# Recommend me some Action/Adventure books



## DuncanMH (Apr 24, 2013)

Just got a new iPad mini and am loading it up for some Christmas reading!

I'm specifically looking for stuff along the lines of Clive Cussler, Jack du Brul, James Rollins and Steve Berry. I've read most of their stuff and am looking for some new authors in this area.

Thanks for any and all suggestions!

DH


----------



## Ann in Arlington (Oct 27, 2008)

Boyd Morrison is very good. And a member here. I especially like his Tyler Locke books: 

That's the first one, and he has 3 others, plus at least two other stand alones.


----------



## DuncanMH (Apr 24, 2013)

That looks like it's right on the mark; thanks Ann!

Do you have a .co.uk affiliate link I can go through?

DH


----------



## Ann in Arlington (Oct 27, 2008)

I think there is a UK link in the heading . . . .

Sent from my Kindle Fire HDX.


----------



## Harvey Click (Oct 28, 2013)

If you don't mind older stuff, it's hard to beat H. Rider Haggard. One plus is that his novels are free on Kindle. Try _King Solomon's Mines_ and see what you think.


----------



## Ann in Arlington (Oct 27, 2008)

Ann in Arlington said:


> I think there is a UK link in the heading . . . .
> 
> Sent from my Kindle Fire HDX.


Well now that I'm at my full computer, it looks like I was wrong. But here's a link to the UK edition of the book I linked earlier: 

Extra added complication -- it was given a different title in the UK.


----------



## TWErvin2 (Aug 7, 2010)

You might try the *Dane Maddock series * by David Wood:

US Link: http://www.amazon.com/David-Wood/e/B0030J11YW/

UK Link: http://www.amazon.co.uk/David-Wood/e/B0030J11YW/

Good action adventure that might be along the lines being sought.


----------



## The Hooded Claw (Oct 12, 2009)

My best recent read in this area was Napoleon's Pyramids. I described it as sixty percent Raiders of the Lost Ark and forty percent National Treasure. More elaborate comments and review in the second half of this post:

http://www.kboards.com/index.php/topic,137939.msg2324190.html#msg2324190


----------



## DuncanMH (Apr 24, 2013)

Harvey Click said:


> If you don't mind older stuff, it's hard to beat H. Rider Haggard. One plus is that his novels are free on Kindle. Try _King Solomon's Mines_ and see what you think.


I read through Haggard's stuff in my teens, and again 5 or 6 years ago. Definitely the kind of thing I like though, so good suggestion!

Caught the title change on the Uk edition, so thanks for that Ann. Really looking forward to getting stuck into this one!

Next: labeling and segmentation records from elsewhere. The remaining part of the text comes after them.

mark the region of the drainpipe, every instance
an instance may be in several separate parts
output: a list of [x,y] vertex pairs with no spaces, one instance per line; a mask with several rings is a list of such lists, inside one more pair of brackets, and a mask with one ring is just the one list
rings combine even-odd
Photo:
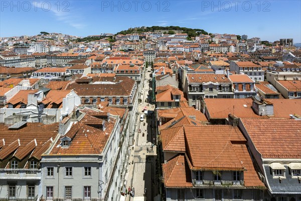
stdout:
[[60,164],[58,164],[58,200],[60,200]]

I'll go take a look at the others now. Thanks again for all the replies.


----------



## bordercollielady (Nov 21, 2008)

For swash-buckling action -  Ted Bell has a series about Hawke - he is an ancestor of Blackheart.. and even owns a parrot!  

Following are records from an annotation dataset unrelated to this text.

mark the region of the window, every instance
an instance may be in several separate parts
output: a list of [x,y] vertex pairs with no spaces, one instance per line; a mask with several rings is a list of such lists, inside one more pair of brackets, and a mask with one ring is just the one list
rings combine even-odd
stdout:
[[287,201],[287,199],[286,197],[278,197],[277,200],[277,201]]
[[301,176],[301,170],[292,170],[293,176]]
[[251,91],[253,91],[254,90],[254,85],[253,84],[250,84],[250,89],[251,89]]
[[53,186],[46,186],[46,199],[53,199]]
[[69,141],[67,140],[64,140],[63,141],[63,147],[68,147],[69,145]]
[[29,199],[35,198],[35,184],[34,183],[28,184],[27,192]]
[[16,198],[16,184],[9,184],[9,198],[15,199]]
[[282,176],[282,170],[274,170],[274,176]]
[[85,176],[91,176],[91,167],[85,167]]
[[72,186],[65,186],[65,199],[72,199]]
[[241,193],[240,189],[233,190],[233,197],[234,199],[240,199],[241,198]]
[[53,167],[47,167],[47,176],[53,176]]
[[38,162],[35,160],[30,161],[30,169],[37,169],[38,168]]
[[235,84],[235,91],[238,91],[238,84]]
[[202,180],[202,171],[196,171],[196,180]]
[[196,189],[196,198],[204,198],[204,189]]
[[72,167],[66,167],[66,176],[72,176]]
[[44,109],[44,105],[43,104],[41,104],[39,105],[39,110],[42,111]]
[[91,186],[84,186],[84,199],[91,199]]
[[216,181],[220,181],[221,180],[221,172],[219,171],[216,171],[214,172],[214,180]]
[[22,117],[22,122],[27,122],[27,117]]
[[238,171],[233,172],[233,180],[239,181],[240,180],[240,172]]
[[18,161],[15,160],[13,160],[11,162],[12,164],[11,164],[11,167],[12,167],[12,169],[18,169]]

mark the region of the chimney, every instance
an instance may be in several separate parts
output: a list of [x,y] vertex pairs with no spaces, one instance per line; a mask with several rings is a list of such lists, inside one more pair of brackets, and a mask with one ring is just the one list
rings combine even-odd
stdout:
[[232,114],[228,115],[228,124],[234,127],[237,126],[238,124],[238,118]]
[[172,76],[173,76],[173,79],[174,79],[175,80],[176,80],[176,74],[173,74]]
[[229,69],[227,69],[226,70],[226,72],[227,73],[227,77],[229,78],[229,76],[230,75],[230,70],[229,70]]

I love action/mystery/thriller novels..  my favorites are Vince Flynn,  Brad Thor,  Nelson DeMille, David Baldacci,  Alex Berenson,
Jeffery Deaver,  Robert Crais,  Daniel Silva..


----------



## brianjanuary (Oct 18, 2011)

Try Andy McDermott, Matthew Reilly.


----------



## C.A. Bryers (Dec 10, 2013)

The Hooded Claw said:


> My best recent read in this area was Napoleon's Pyramids. I described it as sixty percent Raiders of the Lost Ark and forty percent National Treasure. More elaborate comments and review in the second half of this post:
> 
> http://www.kboards.com/index.php/topic,137939.msg2324190.html#msg2324190


That sounds awesome! Considering I love both of those movies, I'll definitely add that to my to-read list.


----------



## Istvan Szabo Ifj. (Dec 13, 2013)

The Amber Room by Steve Berry
The Mozes Legacy by Adam Palmer


----------



## DuncanMH (Apr 24, 2013)

Thanks for the replies everyone. Will check out those other guys too!

DH


----------



## Debbie Bennett (Mar 25, 2011)

Matthew Riley. Big guns, bigger guns, impossible chases, implausible plots. But the guy can *write*!

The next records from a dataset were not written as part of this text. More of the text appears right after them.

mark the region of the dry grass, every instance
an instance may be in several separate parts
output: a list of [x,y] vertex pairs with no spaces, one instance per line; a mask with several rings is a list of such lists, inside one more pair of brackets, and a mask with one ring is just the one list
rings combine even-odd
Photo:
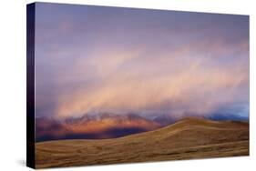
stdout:
[[36,144],[36,168],[249,155],[249,124],[187,118],[147,133],[104,140]]

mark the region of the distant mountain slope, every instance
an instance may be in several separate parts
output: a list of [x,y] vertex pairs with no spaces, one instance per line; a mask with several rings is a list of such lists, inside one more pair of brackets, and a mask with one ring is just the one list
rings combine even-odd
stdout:
[[161,126],[134,114],[84,116],[56,122],[46,118],[36,120],[36,141],[57,139],[114,138],[159,128]]
[[249,124],[189,117],[115,139],[36,143],[36,168],[248,156]]

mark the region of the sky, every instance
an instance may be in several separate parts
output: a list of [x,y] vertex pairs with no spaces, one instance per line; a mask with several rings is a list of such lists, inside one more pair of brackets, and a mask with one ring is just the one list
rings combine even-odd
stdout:
[[37,3],[36,115],[249,117],[249,16]]

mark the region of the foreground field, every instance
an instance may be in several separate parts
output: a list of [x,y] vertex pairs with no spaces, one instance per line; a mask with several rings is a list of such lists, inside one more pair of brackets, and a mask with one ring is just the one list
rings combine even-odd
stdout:
[[114,139],[36,144],[36,167],[179,160],[249,155],[249,124],[186,118]]

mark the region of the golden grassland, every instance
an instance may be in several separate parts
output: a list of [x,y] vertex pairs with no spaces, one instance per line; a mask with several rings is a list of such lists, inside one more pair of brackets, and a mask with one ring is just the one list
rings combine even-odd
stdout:
[[249,123],[190,117],[154,131],[119,138],[36,143],[36,167],[248,155]]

Try Ice Station for straight action adventure, or Seven Ancient Wonders (can't find a link) if you prefer a conspiracy-theory twist.


----------



## DuncanMH (Apr 24, 2013)

DebBennett said:


> Matthew Riley. Big guns, bigger guns, impossible chases, implausible plots. But the guy can *write*!
> 
> Try Ice Station for straight action adventure, or Seven Ancient Wonders (can't find a link) if you prefer a conspiracy-theory twist.


Thanks Deb. I like the look of those. I've downloaded Ice Station, looking forward to getting started with it!


----------



## Tony Richards (Jul 6, 2011)

Harvey Click said:


> If you don't mind older stuff, it's hard to beat H. Rider Haggard. One plus is that his novels are free on Kindle. Try _King Solomon's Mines_ and see what you think.


I second _King Solomon's Mines_, a truly great adventure story. Then there's _She_ by the same author. And if you like James Bond style stuff, here a blast from the past: the _Modesty Blaise_ novels by Peter O'Donnell. Much better written than you'd suppose, rather like the Fleming books, and cracking good action thrillers.


----------



## Gwood (Apr 3, 2010)

Lots of great suggestions in this thread already! I'll add Paul Kemprecos's solo stuff, and Sean Ellis's Nick Kismet series.


----------